ぶらり相生第11号「和泉式部のしだれ栗」

 ぶらり第9号で「親子のめぐりあい 和泉式部伝説の地」を掲載させていただきました。そのめぐり会いに関わる地が那波の得乗寺(とくじょうじ)です。
 今回は得乗寺を訪れ、ご住職にありがたいお話をお聞かせいただいた内容のぶらりです。
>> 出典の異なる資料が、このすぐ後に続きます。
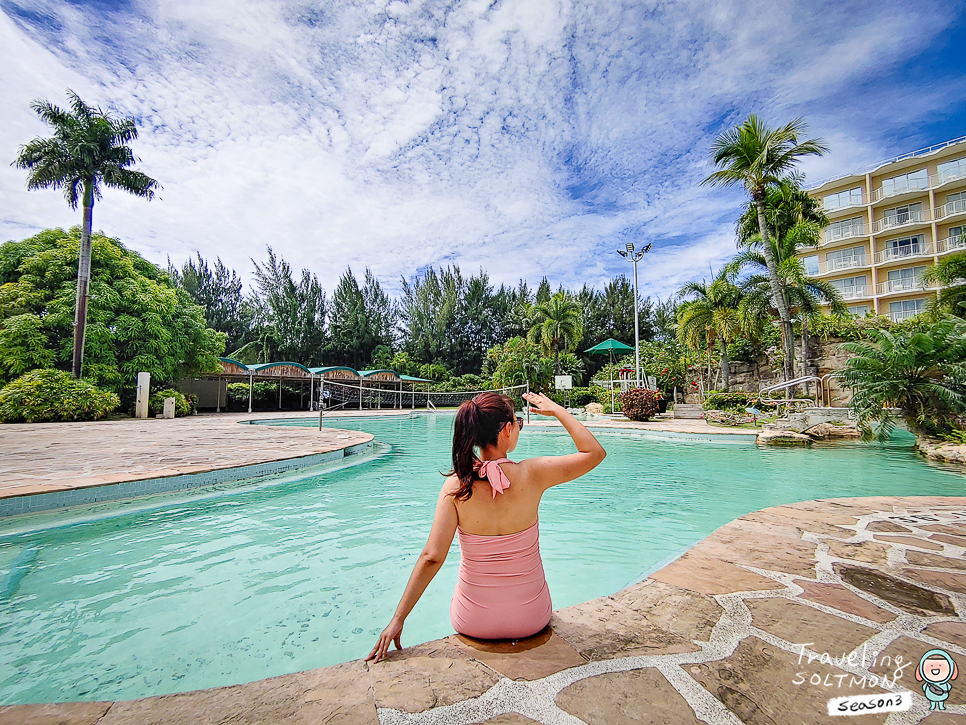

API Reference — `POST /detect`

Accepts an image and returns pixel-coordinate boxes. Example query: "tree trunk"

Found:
[72,181,94,378]
[718,337,731,393]
[753,195,795,380]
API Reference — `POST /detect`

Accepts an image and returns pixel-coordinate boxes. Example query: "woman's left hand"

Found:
[366,617,403,664]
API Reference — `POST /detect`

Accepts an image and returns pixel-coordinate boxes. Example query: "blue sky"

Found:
[0,0,966,296]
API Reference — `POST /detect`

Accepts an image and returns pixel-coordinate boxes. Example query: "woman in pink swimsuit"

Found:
[366,393,606,662]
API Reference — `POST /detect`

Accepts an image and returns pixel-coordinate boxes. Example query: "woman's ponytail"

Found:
[446,393,516,501]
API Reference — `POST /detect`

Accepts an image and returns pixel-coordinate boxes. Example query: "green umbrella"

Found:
[584,337,634,413]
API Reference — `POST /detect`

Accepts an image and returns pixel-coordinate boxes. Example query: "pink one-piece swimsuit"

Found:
[449,458,553,639]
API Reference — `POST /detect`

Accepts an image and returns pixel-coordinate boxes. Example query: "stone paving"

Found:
[0,411,376,498]
[0,497,966,725]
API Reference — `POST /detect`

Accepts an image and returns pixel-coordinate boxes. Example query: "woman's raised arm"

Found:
[366,478,458,664]
[520,393,607,490]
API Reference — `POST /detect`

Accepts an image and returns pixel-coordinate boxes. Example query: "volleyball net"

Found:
[318,380,530,412]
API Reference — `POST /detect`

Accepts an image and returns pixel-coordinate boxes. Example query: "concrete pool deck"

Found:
[0,410,755,499]
[0,497,966,725]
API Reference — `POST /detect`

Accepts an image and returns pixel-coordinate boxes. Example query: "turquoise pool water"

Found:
[0,414,966,704]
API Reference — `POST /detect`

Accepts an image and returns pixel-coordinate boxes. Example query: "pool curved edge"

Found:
[0,496,966,725]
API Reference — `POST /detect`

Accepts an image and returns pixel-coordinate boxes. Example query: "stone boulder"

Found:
[757,426,812,446]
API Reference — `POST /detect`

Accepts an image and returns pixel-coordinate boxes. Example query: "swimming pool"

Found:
[0,414,966,704]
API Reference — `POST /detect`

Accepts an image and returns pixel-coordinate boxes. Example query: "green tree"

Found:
[922,252,966,317]
[0,227,225,398]
[530,290,584,375]
[842,317,966,440]
[13,89,158,378]
[677,270,742,392]
[701,114,828,380]
[242,247,328,365]
[168,253,255,350]
[483,337,553,392]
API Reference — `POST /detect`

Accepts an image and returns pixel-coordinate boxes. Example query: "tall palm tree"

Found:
[12,89,158,378]
[530,291,584,375]
[677,270,742,391]
[922,252,966,317]
[701,114,828,380]
[726,179,848,376]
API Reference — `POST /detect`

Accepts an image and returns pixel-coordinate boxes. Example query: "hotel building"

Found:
[799,136,966,322]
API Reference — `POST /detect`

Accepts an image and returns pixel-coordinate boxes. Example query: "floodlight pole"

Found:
[611,242,651,390]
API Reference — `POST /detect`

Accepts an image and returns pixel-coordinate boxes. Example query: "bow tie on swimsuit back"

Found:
[476,458,513,498]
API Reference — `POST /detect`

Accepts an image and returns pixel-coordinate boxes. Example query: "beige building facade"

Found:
[799,136,966,322]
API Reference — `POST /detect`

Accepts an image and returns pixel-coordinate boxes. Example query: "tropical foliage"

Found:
[13,89,158,378]
[0,369,121,423]
[702,115,828,380]
[621,388,660,420]
[842,317,966,439]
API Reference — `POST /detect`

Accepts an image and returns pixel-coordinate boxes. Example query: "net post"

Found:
[524,380,530,425]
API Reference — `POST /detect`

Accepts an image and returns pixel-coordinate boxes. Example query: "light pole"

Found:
[617,242,651,387]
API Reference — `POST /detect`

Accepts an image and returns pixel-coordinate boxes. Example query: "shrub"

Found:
[0,369,121,423]
[704,390,775,412]
[621,388,660,420]
[148,388,191,418]
[550,388,596,408]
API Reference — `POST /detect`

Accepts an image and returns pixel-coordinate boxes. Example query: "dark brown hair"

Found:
[446,393,517,501]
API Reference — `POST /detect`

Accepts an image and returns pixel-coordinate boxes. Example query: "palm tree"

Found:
[922,247,966,317]
[677,270,742,391]
[12,89,158,378]
[842,317,966,440]
[530,291,584,375]
[726,179,848,376]
[701,114,828,380]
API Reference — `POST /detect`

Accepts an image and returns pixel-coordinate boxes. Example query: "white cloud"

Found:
[0,0,962,296]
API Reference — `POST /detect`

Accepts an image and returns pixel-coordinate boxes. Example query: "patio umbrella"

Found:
[584,337,634,413]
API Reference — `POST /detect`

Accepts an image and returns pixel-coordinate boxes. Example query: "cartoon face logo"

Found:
[916,649,959,710]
 訪れた日は秋の快晴に恵まれ、見事な中庭にある枝垂れ栗を拝見させていただきました。好運なことに今年は、ここ数年では珍しく多くの栗の実もなる状況と説明を受けました。通称「雨宿りの栗」といわれ、昭和20年代までは相生の観光スポットの代表として賑わっていたそうです。
 和泉式部が娘の小式部内侍(こしきぶのないし)を訪ねて矢野荘を訪れた時、にわか雨に遭いその時娘との再会をはたすという劇的な場面を演出する枝垂れ栗です。栗の木が垂れて和泉式部を雨から守ったという伝承があります。
 DNA鑑定の結果、西日本に2本しか残っていない貴重なものです。平安時代に和泉式部をかばった栗の木は、相生市立民俗資料館に展示されています。